The analogy that I read in Harvard Business Review’s “Purpose, Meaning & Passion,” part of their brilliant Emotional Intelligence Series, didn’t quite get into the detail that I am about to so consider this a remix of sorts. My IG peeps chose that book when I gave them three choices of what I should read on a 15-hour flight to Tokyo. This is dedicated to them and those I have worked with who have practiced what I am about to preach.
Moving is moving. We can put that one aside for now, though I will say that when asked, “when do you know it’s time to change jobs/companies?” my answer is almost always, “when you have another job offer to consider”. Moving means moving, boxes and all. But you have to start the moving process by perusing the market to see what houses/jobs are up for grabs, and it’s a long ass process to get that offer on the table. I think anyone should always be aware of what the market bares (bears?) and be willing to explore open houses whenever you can. That doesn’t mean you don’t love your home/job. It just means you are smart about having a total sense of what is out there and what might interest you.
If you are willing to get your hands and mind a little dirty (maybe that wasn’t the best analogy for this – I mean dirty as in construction dirty, not the other kind…), then renovating your current job might be something to strongly consider and start building some rough floorplans around.
I just did this. It was terrifying and liberating.

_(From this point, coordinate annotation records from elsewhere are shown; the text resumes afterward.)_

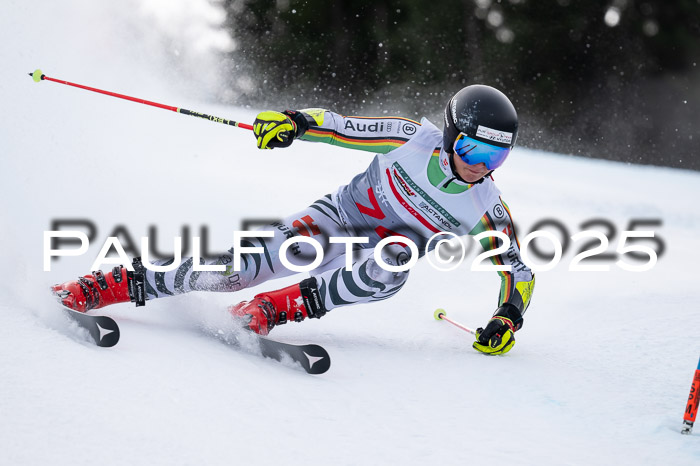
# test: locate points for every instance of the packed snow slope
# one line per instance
(599, 375)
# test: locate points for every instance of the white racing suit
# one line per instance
(408, 190)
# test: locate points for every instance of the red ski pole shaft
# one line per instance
(440, 314)
(39, 76)
(691, 410)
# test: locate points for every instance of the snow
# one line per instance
(599, 375)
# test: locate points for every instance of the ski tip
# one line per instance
(37, 75)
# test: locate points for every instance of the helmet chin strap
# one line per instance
(456, 175)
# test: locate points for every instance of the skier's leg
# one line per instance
(318, 221)
(367, 281)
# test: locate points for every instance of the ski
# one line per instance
(103, 330)
(313, 358)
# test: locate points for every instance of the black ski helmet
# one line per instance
(482, 113)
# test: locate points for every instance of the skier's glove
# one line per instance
(278, 129)
(497, 337)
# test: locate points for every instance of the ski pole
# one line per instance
(691, 409)
(440, 314)
(37, 76)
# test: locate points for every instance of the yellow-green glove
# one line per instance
(498, 335)
(274, 129)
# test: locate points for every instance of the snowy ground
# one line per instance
(600, 373)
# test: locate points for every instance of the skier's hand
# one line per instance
(497, 337)
(274, 129)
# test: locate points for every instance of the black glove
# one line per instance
(497, 337)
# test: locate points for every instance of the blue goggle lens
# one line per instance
(474, 152)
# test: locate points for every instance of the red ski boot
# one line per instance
(265, 310)
(98, 289)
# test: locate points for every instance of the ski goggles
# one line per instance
(475, 152)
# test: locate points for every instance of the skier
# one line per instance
(421, 182)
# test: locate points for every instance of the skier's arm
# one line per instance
(516, 285)
(373, 134)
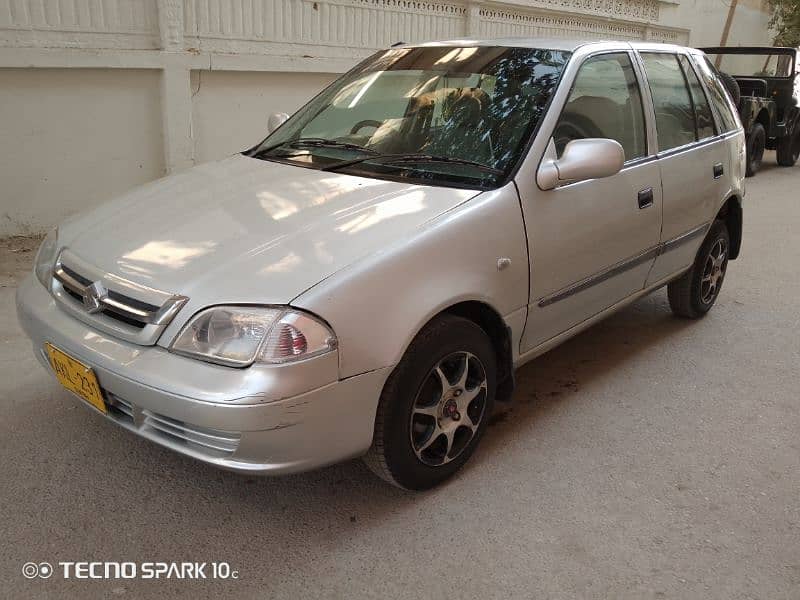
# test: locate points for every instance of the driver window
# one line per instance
(605, 102)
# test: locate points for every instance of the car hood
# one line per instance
(246, 230)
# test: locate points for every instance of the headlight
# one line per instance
(238, 336)
(46, 258)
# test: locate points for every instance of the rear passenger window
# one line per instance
(702, 111)
(673, 105)
(718, 96)
(605, 102)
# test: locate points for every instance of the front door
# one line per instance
(592, 243)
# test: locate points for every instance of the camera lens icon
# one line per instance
(33, 570)
(30, 570)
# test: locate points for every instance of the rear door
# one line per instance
(692, 157)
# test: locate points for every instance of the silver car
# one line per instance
(365, 281)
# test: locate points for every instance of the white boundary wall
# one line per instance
(97, 96)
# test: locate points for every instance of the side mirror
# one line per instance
(589, 158)
(275, 121)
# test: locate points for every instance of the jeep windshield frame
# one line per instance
(734, 61)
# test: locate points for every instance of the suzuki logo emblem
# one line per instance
(93, 297)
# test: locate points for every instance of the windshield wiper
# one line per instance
(315, 143)
(414, 158)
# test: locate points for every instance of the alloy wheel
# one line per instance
(714, 271)
(448, 408)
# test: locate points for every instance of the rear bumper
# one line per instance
(263, 419)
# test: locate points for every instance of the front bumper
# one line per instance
(264, 419)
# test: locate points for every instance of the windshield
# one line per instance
(753, 65)
(441, 115)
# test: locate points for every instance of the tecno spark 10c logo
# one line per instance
(131, 570)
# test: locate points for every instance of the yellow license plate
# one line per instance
(76, 377)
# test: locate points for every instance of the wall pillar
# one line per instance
(473, 24)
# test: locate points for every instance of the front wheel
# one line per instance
(435, 405)
(693, 294)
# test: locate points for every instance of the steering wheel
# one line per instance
(365, 123)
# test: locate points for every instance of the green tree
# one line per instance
(785, 22)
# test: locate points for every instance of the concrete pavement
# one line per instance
(649, 457)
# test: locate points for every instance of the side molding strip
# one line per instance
(626, 265)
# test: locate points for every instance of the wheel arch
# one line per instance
(731, 214)
(499, 334)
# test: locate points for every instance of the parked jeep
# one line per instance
(761, 80)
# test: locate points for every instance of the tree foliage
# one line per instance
(785, 22)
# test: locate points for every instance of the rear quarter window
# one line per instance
(718, 95)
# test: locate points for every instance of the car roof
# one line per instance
(567, 44)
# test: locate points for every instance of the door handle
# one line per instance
(645, 197)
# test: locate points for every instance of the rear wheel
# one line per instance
(695, 292)
(756, 142)
(788, 150)
(435, 405)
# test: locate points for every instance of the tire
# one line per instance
(732, 86)
(691, 295)
(756, 143)
(423, 432)
(788, 149)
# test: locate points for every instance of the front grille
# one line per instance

You get halfway through the demo and want to sit in the rubble, cry, petrified that you just destroyed the core of what you knew best, and perhaps it will never feel like a home again.
If you are lucky enough to get to that breaking point, then you are likely onto something brilliant. Some of greatest long-term careers I have seen unfold around me have come with a good amount of self-inflicted job renovations.
Those that I have seen pull this off have similar patterns.
1) And open, curious question about what might be a more impactful place for them to best contribute to the team/company
2) Immediate “oh shit” reaction once that question appears to be a brilliant one that could lead to some substantial role change
3) Concern and fear that what was in one’s head is a mistake be too difficult or potentially be seen as a step backward or sideways versus up
4) Blueprints are developed, and excitement takes over the concern
5) The work begins, and there may be a couple close calls on a complete panic attack (either by the employee renovating their job or the people around them that might be impacted by the change)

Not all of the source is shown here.